Из этих элементов составляется вся немецкая женщина, из женщин – толпа на главных улицах, толпа дает физиономию всему Берлину, а Берлин – Германии.

Немецкий мужчина – это вторая сторона вышеописанной физиономии. Средний немецкий мужчина не имеет ни страданий, ни сомнений, ни очень возвышенных, ни очень низменных чувств.

Он любит прежде всего себя, за то, что никогда не доставлял сам себе ненужных страданий; потом семью, потому что дети не огорчают его, а жена не изменяет, по недостатку темперамента или поклонников; наконец, любит родину, потому что она заботится о нем, пишет на каждых дверях «выход» и устраивает удобные перенумерованные желобки для сигар у телеграфных окошечек.

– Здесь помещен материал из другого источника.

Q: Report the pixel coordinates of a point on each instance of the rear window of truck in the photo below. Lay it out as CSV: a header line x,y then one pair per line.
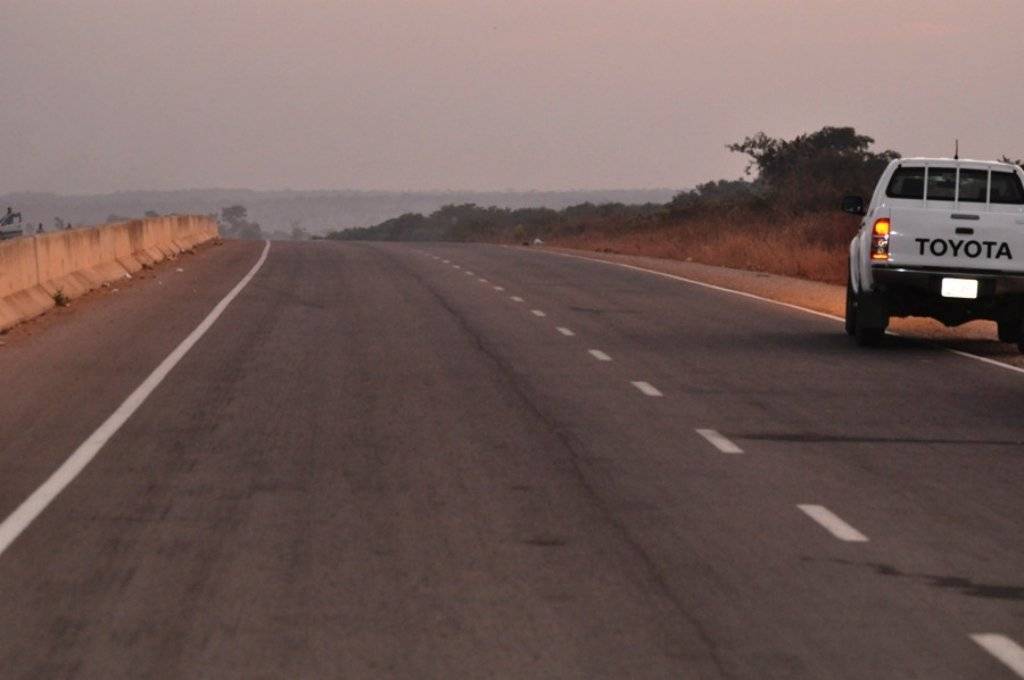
x,y
1007,188
974,185
941,183
906,183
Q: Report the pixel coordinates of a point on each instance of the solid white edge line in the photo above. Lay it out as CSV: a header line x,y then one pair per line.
x,y
833,522
1003,648
33,506
646,388
790,305
718,440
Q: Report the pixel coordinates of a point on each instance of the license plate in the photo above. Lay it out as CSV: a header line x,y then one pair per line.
x,y
960,288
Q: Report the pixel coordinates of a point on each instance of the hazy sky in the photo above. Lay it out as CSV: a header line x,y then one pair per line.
x,y
103,95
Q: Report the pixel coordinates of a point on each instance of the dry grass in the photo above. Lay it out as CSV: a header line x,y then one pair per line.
x,y
811,247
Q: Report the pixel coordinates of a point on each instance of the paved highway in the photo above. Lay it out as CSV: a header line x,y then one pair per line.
x,y
450,461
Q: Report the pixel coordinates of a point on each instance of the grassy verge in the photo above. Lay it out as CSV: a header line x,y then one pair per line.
x,y
812,246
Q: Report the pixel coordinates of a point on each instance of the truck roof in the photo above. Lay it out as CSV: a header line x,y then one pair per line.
x,y
953,162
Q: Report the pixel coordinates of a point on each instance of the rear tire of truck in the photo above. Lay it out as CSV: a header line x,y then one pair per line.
x,y
869,317
1010,329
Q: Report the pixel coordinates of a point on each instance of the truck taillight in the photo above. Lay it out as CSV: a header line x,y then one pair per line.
x,y
880,240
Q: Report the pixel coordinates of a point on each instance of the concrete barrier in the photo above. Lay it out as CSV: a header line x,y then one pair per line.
x,y
35,269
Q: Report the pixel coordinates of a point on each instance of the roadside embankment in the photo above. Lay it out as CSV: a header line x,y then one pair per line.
x,y
976,337
38,272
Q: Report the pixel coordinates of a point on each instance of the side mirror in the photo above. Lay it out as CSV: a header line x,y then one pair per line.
x,y
853,205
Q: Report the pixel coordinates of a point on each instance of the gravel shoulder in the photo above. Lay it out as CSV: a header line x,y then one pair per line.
x,y
975,337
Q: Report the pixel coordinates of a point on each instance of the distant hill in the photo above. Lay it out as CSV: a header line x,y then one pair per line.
x,y
316,212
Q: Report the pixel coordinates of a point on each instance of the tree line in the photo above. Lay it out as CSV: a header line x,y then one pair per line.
x,y
783,178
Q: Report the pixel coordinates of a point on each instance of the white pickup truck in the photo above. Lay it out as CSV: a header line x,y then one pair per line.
x,y
941,238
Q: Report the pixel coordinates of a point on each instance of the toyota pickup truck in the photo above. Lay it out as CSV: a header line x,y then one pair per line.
x,y
940,238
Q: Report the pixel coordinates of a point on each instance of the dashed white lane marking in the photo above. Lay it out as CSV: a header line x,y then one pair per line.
x,y
646,388
1003,648
719,441
33,506
833,523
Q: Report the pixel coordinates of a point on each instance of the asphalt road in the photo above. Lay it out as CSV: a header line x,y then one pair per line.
x,y
378,464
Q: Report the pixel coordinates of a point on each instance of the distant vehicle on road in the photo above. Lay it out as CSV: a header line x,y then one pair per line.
x,y
941,238
10,224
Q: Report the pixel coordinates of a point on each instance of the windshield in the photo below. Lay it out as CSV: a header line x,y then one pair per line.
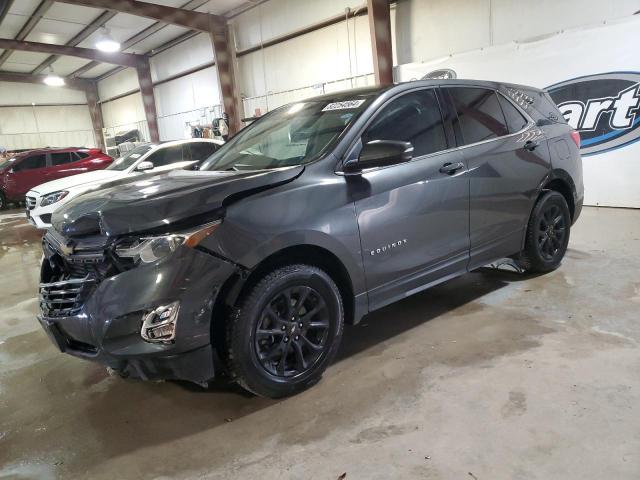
x,y
291,135
129,158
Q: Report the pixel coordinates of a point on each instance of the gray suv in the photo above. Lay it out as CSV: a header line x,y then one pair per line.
x,y
313,216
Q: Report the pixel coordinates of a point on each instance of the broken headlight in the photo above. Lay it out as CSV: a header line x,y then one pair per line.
x,y
151,249
52,198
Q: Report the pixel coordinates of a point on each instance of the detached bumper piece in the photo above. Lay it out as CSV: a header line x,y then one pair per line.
x,y
148,321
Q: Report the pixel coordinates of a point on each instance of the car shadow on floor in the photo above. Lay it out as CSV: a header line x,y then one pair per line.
x,y
186,409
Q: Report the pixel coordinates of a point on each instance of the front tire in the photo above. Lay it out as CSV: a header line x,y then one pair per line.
x,y
286,331
547,234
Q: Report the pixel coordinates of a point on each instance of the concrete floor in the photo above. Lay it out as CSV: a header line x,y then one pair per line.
x,y
490,376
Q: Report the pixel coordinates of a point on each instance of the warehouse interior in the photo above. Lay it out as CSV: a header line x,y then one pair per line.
x,y
494,374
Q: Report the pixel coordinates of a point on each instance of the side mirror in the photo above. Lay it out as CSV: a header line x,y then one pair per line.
x,y
144,166
381,153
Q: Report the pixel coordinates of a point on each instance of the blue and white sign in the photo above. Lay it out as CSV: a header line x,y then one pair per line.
x,y
603,108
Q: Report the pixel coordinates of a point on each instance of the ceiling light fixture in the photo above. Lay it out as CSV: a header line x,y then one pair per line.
x,y
53,80
107,43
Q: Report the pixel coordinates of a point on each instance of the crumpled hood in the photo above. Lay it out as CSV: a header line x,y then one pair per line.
x,y
161,200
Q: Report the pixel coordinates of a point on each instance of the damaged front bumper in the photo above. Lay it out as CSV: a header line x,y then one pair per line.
x,y
102,320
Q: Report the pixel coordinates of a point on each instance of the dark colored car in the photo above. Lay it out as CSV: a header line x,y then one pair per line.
x,y
21,173
313,216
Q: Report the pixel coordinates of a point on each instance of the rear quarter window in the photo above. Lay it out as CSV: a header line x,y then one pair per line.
x,y
479,114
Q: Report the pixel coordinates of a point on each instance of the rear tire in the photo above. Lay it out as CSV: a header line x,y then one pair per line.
x,y
547,234
286,331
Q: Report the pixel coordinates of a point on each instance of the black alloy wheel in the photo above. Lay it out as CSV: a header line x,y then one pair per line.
x,y
293,331
285,331
547,233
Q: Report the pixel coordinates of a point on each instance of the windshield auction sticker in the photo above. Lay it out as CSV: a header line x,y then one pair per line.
x,y
346,105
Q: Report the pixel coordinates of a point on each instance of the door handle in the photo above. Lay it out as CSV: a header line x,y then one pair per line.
x,y
451,168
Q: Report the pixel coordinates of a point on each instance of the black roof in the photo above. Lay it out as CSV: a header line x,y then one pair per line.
x,y
365,92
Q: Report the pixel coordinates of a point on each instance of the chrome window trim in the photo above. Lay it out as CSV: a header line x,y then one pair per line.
x,y
530,124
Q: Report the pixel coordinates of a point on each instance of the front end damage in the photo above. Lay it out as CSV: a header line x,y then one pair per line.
x,y
144,320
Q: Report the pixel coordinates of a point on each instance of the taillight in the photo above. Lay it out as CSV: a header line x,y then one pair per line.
x,y
575,135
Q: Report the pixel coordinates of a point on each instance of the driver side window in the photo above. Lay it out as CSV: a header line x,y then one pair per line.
x,y
31,163
166,156
414,117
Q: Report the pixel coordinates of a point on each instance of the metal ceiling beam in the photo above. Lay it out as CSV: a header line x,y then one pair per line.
x,y
148,99
76,83
30,24
95,25
174,16
225,56
5,5
95,111
380,30
147,32
124,59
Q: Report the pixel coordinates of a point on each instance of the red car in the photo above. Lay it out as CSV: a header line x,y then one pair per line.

Он спокоен за себя, за семью и за родину.

Спокойствие дает ему возможность веселиться, и он действительно каждый день веселится, но не утром или днем – когда нужно устраивать свое благосостояние, – а вечером.

Как он веселится?

За столом в любимой пивной собирается каждый день одна и та же компания: Фриц Штумпе, Яков Миллер, Иоганн Миткраут и Адольф Гроссшток.

Целый вечер взрывы хохота несутся со стороны стола, занятого веселыми собутыльниками.

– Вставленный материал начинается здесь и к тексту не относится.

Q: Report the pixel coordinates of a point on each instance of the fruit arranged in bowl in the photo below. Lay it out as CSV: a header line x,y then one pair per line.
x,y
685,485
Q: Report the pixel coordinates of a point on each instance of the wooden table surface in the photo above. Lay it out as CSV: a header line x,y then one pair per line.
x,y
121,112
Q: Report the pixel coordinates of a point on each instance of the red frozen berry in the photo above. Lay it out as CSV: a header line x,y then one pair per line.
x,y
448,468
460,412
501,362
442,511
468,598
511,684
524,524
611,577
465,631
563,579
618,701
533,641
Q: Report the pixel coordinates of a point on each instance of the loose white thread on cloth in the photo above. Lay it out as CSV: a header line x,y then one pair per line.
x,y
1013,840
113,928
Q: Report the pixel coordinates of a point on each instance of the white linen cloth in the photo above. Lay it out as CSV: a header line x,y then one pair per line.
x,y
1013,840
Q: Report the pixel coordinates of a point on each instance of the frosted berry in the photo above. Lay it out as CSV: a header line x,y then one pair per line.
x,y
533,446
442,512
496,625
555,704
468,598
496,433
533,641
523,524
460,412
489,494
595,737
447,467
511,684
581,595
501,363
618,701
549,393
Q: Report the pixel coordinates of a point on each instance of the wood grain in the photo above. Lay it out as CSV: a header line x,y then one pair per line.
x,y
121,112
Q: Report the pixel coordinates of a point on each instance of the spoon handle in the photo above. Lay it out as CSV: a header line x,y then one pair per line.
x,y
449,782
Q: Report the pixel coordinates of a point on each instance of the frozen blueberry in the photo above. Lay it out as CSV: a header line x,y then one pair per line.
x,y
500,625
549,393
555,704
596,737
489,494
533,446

– Эге, – думает зритель в отдалении, – наверное, что-нибудь забавное рассказывают. Прислушаюсь-ка…

Прислушивается…

– Герр Штумпе! Отчего вы сегодня молчите? Не бьет ли вас ваша жена?

Взрыв гомерического хохота следует за этими словами.

– Ох, – говорит Иоганн Миткраут, задыхаясь от смеха. – Вечно этот Миллер придумает какую-нибудь штуку. А? «Не бьет ли», говорит, «вас ваша жена?» Ха-ха-ха!

– Хо-хо-хо!

Всеобщий восторг пьянит толстую голову Миллера; надо сказать что-нибудь еще, чтобы закрепить за собой славу присяжного весельчака и юмориста.

– Герр Штумпе! Говорят, что вы уже целый год не носите ваших сбережений в ваш банк?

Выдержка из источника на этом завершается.